08IBM example and closing
[00:16:12] Right now you are thinking, Courtney, that is ridiculous. That will never work. That will never fly at my organization. This is entirely impossible. And yet, up one floor and down the hall somewhere, I do not know exactly what room he is in, David Lee from IBM is giving a talk about how they are doing this right now in an organization of 12,000 people.
[00:16:33] These are his beautiful slides. I have two of them that I put in here: his T-shirt-size learning from incidents, how they have managed to look at the ways that they do these, what the effort is, and all of those things. They have implemented a monthly CIO learning from incidents meeting.
[00:16:52] They went from only when things were on fire do we then do a root cause analysis and then move on with checklists and never look back again, to starting to track exactly the kinds of numbers I was just telling you about.
[00:17:04] Starting in early 2022, they started looking at how many people are coming to these monthly CIO learning from incidents meetings. I am nearsighted, so I cannot read those. I am going to stand over here: 85 to 100 participants attending each monthly meeting, 27 people attending more than one meeting, 100 unique views of the meeting recordings, and 300 unique views of the reports.
[00:17:30] We run internet properties, right? We know how to collect these kinds of metrics. This is easy. Actually, you can do this. I want to encourage you to invest in that so that you can learn more from your systems.
[00:17:44] That is my general argument. We need a new mindset, toolset, and skill set for talking about, analyzing, learning from, and sharing incidents.
[00:17:53] I harbor a pretty deep suspicion that, much the way that DORA and all of the metrics that we collected so far about DevOps will show, organizations who do these things will have some form of competitive and performance advantage.
[00:18:13] This new approach treats incidents as opportunities to learn, favors in-depth analysis over shallow metrics, views humans not as the things that cause the problems but the solutions and the ways that we actually develop adaptive capacity for future problems, and we study what goes right along with what goes wrong. There is a whole secret sauce in there that companies can unlock if they are willing to invest in it.
[00:18:40] Gene makes everyone put one of these slides in, but I had it anyway. How can you help? How can you get involved, if this piques your interest in the slightest bit? Analyze your incidents. Start with one. That is the DevOps way, is it not? Start small, demonstrate the value, get a little skunkworks team of people who want to do that, who want to go along with you, and then build that trust within your organization. That is how David did it at IBM. That is exactly how he did it.
[00:19:07] Here are a couple links for places you can go to learn more about developing that skill set within your organization. Then, of course, obviously, I want you to submit them to the VOID, because the more data we have, the more we can learn and the better we can get at understanding what is happening here. There is a really not very good form. If you have a lot of them, you can just email me, and I will help you out.
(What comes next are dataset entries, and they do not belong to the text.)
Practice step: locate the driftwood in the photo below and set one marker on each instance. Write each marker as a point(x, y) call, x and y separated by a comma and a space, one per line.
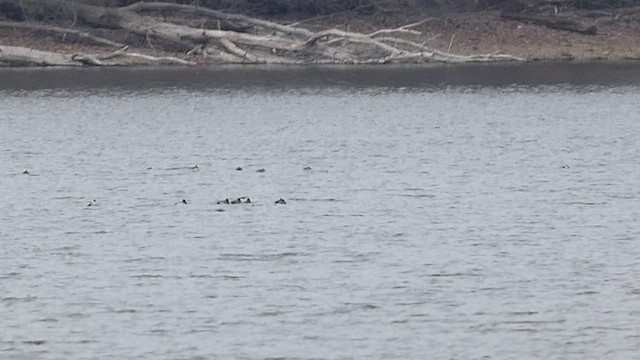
point(60, 30)
point(267, 42)
point(22, 56)
point(553, 22)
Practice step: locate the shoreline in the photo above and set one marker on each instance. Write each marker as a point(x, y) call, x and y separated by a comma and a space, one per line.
point(291, 77)
point(465, 34)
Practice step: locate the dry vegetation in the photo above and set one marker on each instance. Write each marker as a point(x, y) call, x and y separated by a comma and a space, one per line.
point(124, 32)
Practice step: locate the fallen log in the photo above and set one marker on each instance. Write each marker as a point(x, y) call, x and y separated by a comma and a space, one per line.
point(60, 30)
point(267, 43)
point(21, 56)
point(553, 22)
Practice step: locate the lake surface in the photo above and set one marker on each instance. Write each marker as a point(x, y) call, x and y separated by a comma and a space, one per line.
point(477, 213)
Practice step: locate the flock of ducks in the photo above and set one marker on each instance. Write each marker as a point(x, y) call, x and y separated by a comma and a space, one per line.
point(227, 201)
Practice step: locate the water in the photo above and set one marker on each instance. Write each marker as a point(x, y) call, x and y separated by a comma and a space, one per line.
point(440, 219)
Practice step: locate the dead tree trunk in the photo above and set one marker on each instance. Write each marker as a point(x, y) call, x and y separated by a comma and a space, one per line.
point(554, 22)
point(269, 42)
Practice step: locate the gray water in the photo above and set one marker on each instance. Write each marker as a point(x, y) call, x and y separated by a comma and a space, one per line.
point(441, 219)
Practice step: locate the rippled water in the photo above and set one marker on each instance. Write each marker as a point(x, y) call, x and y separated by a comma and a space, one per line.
point(441, 222)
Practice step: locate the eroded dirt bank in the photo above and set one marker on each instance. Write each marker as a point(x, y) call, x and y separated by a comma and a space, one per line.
point(463, 33)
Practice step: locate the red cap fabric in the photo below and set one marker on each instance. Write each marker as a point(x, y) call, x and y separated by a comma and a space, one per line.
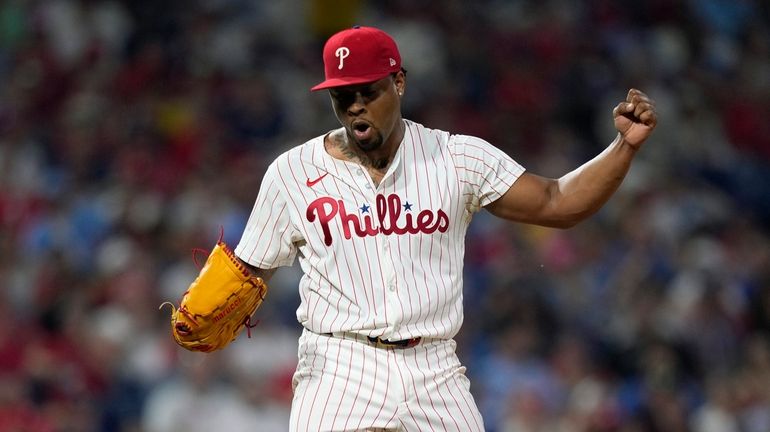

[00:19:28] Last but not least, get involved. We do have a membership program that helps people learn more from these types of data, from these types of incidents, connects like-minded folks together, and we would certainly love to have you all join us in the VOID.
[00:19:46] That is the end. There are two reports you will be able to download soon. The first one, if you go to this URL, you can get a lot of the data and a lot of the ideas behind what I have already explained today. You will get that immediately. I cannot tell you yet when you will get the second one, but it is coming soon. If you go to that page and you put in your email, you will get the first one immediately and the second one very soon. With that, I say thank you.